EU und UNO definieren Kursinhalte
Darüber hinaus bietet die SVV Ausbildungen im Bereich Sicherheit an, die sogenannten Hostile Environment Awareness Trainings (HEAT). Diese richten sich an Angehörige der Nationalen Polizei respektive der Nationalen Einheit sowie an Mitarbeitende des Internationalen Gerichtshofs, des Institute for International Criminal Investigations und des Niederländischen Journalistenverbandes. Die Inhalte werden von der EU und der UNO festgelegt und spiegeln die relevantesten Bedrohungen in den Einsatzgebieten wider. Die Ausbildung findet in einer simulierten Umgebung statt, um die Teilnehmenden mit mangelnder Privatsphäre sowie mit den einfachen und oft extremen Bedingungen zu konfrontieren, denen sie während ihrem Einsatz wahrscheinlich ausgesetzt sind.
Multinationale Teams wie im Einsatz
Um nicht nur Militärbeobachterinnen und -beobachter, sondern auch militärische und zivile Polizeikräfte auf Einsätze in UNO- oder EU-Missionen vorzubereiten, führt die SVV zwei international akkreditierte Ausbildungsgänge durch: den United Nations Military Observer Course (UNMOC) und den United Nations Police Course (UNPOL). Beide Kurse finden zweimal jährlich statt und schliessen mit einer praktischen Schlussübung ab. Die Teilnehmenden arbeiten in multinationalen Teams zusammen und operieren von einer simulierten Basis aus in einem Nachkriegsszenario, wobei sie gemeinsam arbeiten und leben.

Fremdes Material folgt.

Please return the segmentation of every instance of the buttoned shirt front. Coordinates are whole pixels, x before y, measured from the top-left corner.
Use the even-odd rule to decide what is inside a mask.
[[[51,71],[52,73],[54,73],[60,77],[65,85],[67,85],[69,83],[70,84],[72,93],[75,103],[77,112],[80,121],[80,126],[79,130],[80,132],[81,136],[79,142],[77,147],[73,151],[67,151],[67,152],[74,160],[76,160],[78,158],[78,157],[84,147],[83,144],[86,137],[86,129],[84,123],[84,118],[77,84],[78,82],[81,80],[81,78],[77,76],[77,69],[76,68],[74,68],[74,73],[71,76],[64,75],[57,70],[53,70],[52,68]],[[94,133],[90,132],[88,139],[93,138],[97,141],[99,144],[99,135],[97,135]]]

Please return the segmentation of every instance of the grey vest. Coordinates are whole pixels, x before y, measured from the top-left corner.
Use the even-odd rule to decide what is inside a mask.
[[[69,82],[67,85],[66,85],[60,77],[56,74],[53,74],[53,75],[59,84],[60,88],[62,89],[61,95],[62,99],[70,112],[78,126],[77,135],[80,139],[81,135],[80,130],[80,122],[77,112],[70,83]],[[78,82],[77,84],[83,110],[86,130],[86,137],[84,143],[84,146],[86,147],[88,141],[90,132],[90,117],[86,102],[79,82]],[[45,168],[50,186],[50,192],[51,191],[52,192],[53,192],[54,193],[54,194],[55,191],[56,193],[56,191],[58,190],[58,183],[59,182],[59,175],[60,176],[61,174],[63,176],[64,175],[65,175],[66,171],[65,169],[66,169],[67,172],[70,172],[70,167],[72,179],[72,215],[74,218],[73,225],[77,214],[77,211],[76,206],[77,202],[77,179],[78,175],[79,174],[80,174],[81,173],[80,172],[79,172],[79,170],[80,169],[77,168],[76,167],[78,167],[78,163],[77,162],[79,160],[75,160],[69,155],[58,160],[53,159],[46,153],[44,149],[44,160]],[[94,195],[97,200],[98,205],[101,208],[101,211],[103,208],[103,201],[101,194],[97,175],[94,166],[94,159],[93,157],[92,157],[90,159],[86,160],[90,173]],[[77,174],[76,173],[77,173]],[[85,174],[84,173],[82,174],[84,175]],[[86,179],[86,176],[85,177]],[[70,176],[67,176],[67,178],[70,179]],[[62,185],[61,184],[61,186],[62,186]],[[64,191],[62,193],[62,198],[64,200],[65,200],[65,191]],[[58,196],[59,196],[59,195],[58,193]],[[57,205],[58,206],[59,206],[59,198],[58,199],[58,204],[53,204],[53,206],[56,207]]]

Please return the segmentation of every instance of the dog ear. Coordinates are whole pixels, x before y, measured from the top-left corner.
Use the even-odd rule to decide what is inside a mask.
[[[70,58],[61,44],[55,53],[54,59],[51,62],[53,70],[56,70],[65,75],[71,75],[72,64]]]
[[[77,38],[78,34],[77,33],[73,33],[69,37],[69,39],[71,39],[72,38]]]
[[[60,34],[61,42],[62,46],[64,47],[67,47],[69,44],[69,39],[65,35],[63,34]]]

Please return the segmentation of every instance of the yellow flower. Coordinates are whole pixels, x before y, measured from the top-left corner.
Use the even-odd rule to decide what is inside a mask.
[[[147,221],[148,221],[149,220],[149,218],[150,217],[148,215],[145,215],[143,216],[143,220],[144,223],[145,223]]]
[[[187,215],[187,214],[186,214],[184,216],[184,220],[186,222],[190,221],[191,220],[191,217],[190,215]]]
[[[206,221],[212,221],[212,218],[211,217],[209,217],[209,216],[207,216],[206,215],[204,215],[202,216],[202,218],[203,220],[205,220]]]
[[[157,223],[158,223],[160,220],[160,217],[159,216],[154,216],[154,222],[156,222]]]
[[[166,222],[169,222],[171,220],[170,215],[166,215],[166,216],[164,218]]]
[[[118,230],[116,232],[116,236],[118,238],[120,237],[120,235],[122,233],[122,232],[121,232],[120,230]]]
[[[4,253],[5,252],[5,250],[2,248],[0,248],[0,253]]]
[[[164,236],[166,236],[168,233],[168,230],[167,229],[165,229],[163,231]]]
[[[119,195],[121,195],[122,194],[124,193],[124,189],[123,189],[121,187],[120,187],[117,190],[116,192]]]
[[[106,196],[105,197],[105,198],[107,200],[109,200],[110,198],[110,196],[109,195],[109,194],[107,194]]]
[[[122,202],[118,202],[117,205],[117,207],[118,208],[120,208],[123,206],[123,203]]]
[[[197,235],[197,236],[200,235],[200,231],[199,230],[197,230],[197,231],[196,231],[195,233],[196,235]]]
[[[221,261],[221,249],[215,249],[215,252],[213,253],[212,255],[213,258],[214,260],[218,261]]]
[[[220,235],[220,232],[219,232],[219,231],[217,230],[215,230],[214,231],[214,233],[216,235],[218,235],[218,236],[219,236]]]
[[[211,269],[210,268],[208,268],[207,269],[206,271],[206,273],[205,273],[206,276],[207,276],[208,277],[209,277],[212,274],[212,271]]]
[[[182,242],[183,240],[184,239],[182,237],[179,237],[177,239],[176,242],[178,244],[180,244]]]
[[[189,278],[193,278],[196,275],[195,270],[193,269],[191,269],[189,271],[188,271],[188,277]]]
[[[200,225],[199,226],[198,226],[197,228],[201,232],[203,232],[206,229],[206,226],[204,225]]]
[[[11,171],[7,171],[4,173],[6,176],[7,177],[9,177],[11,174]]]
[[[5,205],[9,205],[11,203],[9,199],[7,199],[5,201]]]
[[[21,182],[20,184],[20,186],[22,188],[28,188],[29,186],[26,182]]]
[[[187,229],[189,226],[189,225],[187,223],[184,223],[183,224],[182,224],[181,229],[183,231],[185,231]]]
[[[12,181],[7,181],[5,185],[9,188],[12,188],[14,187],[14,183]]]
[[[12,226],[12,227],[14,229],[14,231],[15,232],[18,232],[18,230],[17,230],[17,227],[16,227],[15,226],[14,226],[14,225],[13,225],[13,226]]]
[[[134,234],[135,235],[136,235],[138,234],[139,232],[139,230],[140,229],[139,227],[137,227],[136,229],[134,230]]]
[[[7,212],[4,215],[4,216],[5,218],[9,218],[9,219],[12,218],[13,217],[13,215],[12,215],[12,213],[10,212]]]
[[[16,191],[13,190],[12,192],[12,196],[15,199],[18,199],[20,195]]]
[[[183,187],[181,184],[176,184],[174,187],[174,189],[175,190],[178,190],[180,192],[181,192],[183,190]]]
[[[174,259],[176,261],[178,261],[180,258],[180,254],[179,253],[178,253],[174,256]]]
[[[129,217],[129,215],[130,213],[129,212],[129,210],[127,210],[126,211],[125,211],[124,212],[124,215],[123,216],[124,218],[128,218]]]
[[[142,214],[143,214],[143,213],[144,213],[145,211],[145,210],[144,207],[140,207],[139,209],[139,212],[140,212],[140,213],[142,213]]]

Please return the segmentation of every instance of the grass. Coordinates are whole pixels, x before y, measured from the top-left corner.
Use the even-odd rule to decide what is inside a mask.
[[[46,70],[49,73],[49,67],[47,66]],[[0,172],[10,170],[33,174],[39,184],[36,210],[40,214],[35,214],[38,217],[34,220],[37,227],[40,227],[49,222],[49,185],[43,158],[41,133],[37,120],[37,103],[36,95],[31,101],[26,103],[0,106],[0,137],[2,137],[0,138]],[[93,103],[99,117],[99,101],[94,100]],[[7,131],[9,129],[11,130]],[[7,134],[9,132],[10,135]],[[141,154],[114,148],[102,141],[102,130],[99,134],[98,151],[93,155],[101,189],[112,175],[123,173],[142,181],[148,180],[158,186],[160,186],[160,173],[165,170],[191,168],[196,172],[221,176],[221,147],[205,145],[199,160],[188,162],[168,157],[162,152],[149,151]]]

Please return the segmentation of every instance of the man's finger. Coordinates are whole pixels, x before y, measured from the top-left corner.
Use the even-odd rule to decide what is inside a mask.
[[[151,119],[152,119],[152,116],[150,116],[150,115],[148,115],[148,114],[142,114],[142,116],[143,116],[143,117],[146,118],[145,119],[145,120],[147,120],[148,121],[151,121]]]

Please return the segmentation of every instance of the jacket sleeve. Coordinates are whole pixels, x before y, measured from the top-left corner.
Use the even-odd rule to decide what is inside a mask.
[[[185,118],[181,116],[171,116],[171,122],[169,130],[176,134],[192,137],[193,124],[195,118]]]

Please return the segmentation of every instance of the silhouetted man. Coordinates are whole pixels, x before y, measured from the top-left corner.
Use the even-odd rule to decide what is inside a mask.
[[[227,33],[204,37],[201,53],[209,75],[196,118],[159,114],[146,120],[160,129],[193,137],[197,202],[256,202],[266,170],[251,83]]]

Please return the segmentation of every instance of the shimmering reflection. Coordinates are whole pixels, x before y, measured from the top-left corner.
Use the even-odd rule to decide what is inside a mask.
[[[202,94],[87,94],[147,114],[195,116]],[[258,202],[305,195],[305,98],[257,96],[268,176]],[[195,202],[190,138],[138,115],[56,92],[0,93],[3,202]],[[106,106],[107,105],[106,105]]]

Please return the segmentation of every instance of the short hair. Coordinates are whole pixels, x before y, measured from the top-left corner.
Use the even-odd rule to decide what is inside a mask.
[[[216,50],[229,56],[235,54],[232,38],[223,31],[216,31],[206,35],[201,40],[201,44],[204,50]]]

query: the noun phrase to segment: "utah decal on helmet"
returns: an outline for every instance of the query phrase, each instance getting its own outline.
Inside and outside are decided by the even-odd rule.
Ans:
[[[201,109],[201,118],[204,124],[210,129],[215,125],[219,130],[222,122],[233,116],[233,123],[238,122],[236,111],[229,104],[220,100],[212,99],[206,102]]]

4-PCE ist eine wichtige Partnerschaft
Die SVV ist in verschiedene internationale Partnerschaften zur individuellen Ausbildung für militärische Friedensförderungsmissionen eingebunden. Die wichtigste davon ist Fo(u)r-Peace Central Europe (4-PCE), der Deutschland, Österreich, Schweiz und die Niederlande angehören. 4-PCE wurde 2008 gegründet und ist nach wie vor von grosser Bedeutung. Sie ermöglicht der Schule den Austausch von Instruktorinnen und Instruktoren, Wissen und Erfahrungen mit den Partnerausbildungszentren. Deshalb freue ich mich, dass wir die Zusammenarbeit mit den UNO- und HEAT-Kursen weiter ausgebaut haben. Diese Partnerschaft unterstreichen wir mit einem gemeinsamen Zertifikat, das Teilnehmenden verliehen wird, welche die Ausbildung erfolgreich absolvieren. Die Zusammenarbeit mit dem Ausbildungszentrum SWISSINT und den anderen Partnerinstitutionen verläuft sehr positiv. Besonders hervorzuheben ist die Professionalität der Schweizer Instruktorinnen und Instruktoren sowie die Durchführung der Sommerabschlussübung des UNMOC, «Blue Flag», in der schönen Umgebung von Appenzell.
Realistische Ausbildung für angehende Peacekeeper
Als Kommandant sehe ich für beide Ausbildungsinstitutionen grosse Vorteile darin, die Qualität ihrer Instruktorinnen und Instruktoren kontinuierlich zu steigern, wodurch sich wiederum der Standard der Ausbildungszentren verbessert. Die Lektionen sind hochwertig und praxisnah, so werden sowohl das militärische als auch das zivile Personal optimal auf die anspruchsvollen Aufgaben während ihrer Einsätze vorbereitet. Ich hoffe, dass die School voor Vredesmissies die erfolgreiche Zusammenarbeit innerhalb der 4-PCE Partnerschaft noch viele Jahre fortsetzen und weiterentwickeln kann, denn eine realistische Vorbereitung und Ausbildung werden weiterhin entscheidend für Peacekeeper auf der ganzen Welt sein.